Does She or Doesn’t She? is a book that asks a very mysterious question in its title, a question which almost (but not quite) makes me want to read it. It’s a book with an illustration of a woman on the cover who is wearing shoes that I suspect few women would call ‘sensible’. She’s literally kicking up her heels and has her purse thrown casually over her shoulder. I can deduce the following – she is a sassy, urban, sophisticated woman who is definitely going places! Also, the book cover is pink.
The first line of the book is "I’m going to take my hand off your mouth if you promise not to scream". This is not a bad first line. A real grabber, actually. But I didn’t get to read anymore of it than that. As I was looking at this book at the bookstore, I saw someone coming toward me and felt a strange need to put it down quickly and pretend I was looking at something else.
The rest of my review then is culled from the book’s entry at amazon.com. Apparently, it’s a pretty good book, even though PadreRat from San Diego doesn’t think it’s as "crafty" as Kwitney’s last book The Dominant Blonde. PadreRat also thinks that, reading the book, you will be "thrown for a loop as well" and that "much of the story comes at you from behind a corner". Sounds like my kind of book!

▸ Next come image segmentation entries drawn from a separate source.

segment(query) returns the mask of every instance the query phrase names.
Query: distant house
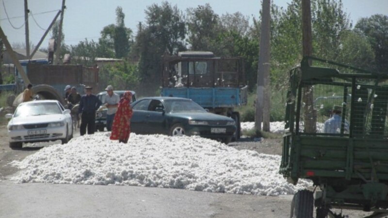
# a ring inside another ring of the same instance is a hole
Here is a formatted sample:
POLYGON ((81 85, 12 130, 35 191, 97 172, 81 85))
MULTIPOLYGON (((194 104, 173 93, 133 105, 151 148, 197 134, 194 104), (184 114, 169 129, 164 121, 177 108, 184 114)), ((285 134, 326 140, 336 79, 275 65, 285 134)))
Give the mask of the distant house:
MULTIPOLYGON (((16 56, 18 60, 27 60, 27 52, 26 49, 14 49, 14 51, 16 53, 16 56)), ((32 50, 30 51, 32 52, 32 50)), ((33 57, 31 57, 30 59, 46 59, 48 57, 48 54, 47 53, 43 52, 40 51, 36 51, 36 52, 33 55, 33 57)), ((3 52, 3 64, 14 63, 12 59, 11 59, 11 56, 9 55, 8 51, 6 49, 4 50, 3 52)))

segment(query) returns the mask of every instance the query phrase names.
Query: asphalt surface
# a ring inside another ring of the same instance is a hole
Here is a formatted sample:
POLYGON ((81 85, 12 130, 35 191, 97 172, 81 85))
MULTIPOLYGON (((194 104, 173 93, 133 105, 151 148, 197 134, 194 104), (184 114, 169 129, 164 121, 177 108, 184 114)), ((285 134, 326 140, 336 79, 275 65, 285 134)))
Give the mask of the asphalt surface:
MULTIPOLYGON (((79 131, 74 137, 79 136, 79 131)), ((257 142, 243 139, 229 145, 239 150, 281 155, 281 139, 257 142)), ((55 143, 60 141, 11 150, 6 126, 0 125, 0 218, 290 217, 292 195, 243 195, 130 186, 16 184, 9 179, 19 171, 9 163, 55 143)), ((351 218, 366 215, 347 212, 344 214, 351 218)))

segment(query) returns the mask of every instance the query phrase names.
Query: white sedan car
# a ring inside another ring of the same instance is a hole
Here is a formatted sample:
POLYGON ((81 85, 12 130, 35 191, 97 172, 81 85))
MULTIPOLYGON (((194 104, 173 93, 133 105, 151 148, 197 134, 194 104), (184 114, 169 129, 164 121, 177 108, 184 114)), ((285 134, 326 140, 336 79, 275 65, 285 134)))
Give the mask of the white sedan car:
POLYGON ((8 125, 9 146, 20 148, 23 142, 61 140, 62 144, 73 138, 70 111, 55 100, 32 101, 20 104, 8 125))

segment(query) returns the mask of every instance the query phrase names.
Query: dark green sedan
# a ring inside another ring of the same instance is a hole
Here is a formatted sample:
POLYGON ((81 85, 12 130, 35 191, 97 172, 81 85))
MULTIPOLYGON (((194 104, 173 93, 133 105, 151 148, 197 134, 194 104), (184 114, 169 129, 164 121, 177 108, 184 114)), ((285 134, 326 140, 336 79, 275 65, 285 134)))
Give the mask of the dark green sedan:
POLYGON ((131 105, 131 131, 137 134, 196 135, 228 143, 236 129, 232 119, 209 113, 186 98, 148 97, 131 105))

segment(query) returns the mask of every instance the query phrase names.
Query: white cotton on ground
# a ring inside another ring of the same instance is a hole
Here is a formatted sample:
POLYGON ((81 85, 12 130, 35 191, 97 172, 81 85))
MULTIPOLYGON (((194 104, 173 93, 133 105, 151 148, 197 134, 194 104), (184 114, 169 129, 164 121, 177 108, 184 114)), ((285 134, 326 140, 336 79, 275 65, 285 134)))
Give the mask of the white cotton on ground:
POLYGON ((292 194, 296 186, 278 173, 281 157, 239 151, 199 137, 131 134, 128 144, 99 133, 41 149, 12 164, 18 182, 116 185, 197 191, 292 194))
MULTIPOLYGON (((255 122, 242 122, 241 130, 248 130, 255 128, 255 122)), ((270 123, 270 131, 275 133, 284 132, 284 122, 274 122, 270 123)))
MULTIPOLYGON (((270 132, 275 133, 284 133, 285 123, 282 122, 274 122, 270 123, 270 132)), ((317 123, 317 132, 323 133, 324 124, 322 123, 317 123)), ((255 122, 242 122, 241 123, 242 130, 249 130, 255 128, 255 122)), ((300 124, 300 129, 303 131, 303 123, 300 124)))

An anonymous reader who’s too ashamed to even say where she’s from (so probably Houston) likes that the "daughter is a hoot, the plumber is yummy, and the husband, well, he has problems".

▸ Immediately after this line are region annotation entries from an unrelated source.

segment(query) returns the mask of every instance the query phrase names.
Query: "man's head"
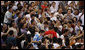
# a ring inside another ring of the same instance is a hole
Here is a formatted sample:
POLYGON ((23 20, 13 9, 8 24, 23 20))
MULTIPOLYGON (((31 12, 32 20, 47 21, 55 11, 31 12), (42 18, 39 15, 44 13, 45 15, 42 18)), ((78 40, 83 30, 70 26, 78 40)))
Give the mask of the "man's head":
POLYGON ((12 9, 11 6, 9 6, 8 10, 9 10, 9 12, 12 12, 13 11, 13 9, 12 9))
POLYGON ((72 13, 72 10, 71 9, 68 9, 68 12, 67 12, 68 14, 71 14, 72 13))
POLYGON ((69 30, 68 30, 68 29, 65 29, 65 30, 64 30, 64 34, 65 34, 65 35, 68 35, 68 33, 69 33, 69 30))
POLYGON ((40 35, 42 35, 42 36, 43 36, 43 35, 44 35, 44 33, 45 33, 45 31, 44 31, 44 30, 40 30, 40 31, 39 31, 39 33, 40 33, 40 35))
POLYGON ((78 20, 78 25, 80 26, 82 24, 82 21, 81 20, 78 20))
POLYGON ((59 13, 62 13, 62 8, 59 8, 58 12, 59 12, 59 13))

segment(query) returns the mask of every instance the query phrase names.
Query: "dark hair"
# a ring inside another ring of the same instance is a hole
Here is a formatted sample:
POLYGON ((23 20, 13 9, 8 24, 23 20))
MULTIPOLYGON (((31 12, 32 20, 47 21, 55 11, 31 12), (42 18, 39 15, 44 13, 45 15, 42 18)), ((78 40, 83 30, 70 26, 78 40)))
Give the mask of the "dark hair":
POLYGON ((14 33, 13 30, 10 30, 8 34, 13 35, 13 33, 14 33))
POLYGON ((81 21, 81 20, 78 20, 78 22, 82 23, 82 21, 81 21))
MULTIPOLYGON (((78 11, 78 14, 79 14, 79 9, 75 9, 75 10, 77 10, 77 11, 78 11)), ((77 15, 78 15, 78 14, 77 14, 77 15)))
POLYGON ((40 49, 46 49, 45 45, 41 45, 40 49))
POLYGON ((65 29, 65 30, 64 30, 64 33, 68 32, 68 31, 69 31, 68 29, 65 29))
POLYGON ((9 6, 8 10, 10 10, 12 8, 12 6, 9 6))
POLYGON ((81 46, 83 46, 82 44, 78 44, 76 45, 76 48, 81 48, 81 46))
POLYGON ((44 30, 40 30, 39 33, 44 33, 45 31, 44 30))
POLYGON ((47 25, 48 25, 48 22, 47 22, 47 21, 45 21, 45 22, 44 22, 44 24, 47 24, 47 25))
POLYGON ((52 46, 53 46, 53 44, 49 44, 49 45, 48 45, 48 48, 49 48, 49 49, 51 49, 51 48, 52 48, 52 46))
POLYGON ((31 23, 33 23, 34 22, 34 20, 31 20, 31 23))
POLYGON ((56 37, 54 37, 53 38, 53 43, 58 43, 58 44, 60 44, 60 45, 62 45, 62 39, 61 38, 56 38, 56 37))
MULTIPOLYGON (((68 9, 68 10, 70 10, 70 11, 71 11, 71 13, 73 12, 71 9, 68 9)), ((67 11, 68 11, 68 10, 67 10, 67 11)))
POLYGON ((34 16, 35 16, 35 14, 32 14, 32 15, 31 15, 31 18, 34 17, 34 16))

Bearette24 from New York thinks that even though Kwitney has "created a likable, smart and quirky protagonist", you might have to "keep your expectations low on the plausibility front". She didn’t like the ending either. Jeanette C. from Utah also thinks the ending was "silly". I think I have to agree more with them and give the book a thumbs-down. Though keep in mind, I’ve not read it.

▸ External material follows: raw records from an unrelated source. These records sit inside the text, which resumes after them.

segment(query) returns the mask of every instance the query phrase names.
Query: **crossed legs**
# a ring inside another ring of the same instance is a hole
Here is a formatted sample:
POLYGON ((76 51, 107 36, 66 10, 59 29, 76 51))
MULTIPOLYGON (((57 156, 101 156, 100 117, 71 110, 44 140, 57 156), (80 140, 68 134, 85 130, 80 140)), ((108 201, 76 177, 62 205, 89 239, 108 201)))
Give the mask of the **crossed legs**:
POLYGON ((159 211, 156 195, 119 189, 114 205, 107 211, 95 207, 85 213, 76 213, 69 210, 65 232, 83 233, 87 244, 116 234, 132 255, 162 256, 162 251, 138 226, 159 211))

So in conclusion, I probably won’t be reading this book. Even though it asks a question which nearly intrigues me, and there may possibly be some notoriety attached to being the first male to ever read it, I think I’m going to sit this one out.
Also, the book is in paperback. Even though it’s lightweight and easy to carry, it doesn’t seem to have any utilitarian purpose that I can see. Except for reading it, of course. Almost forgot about that one.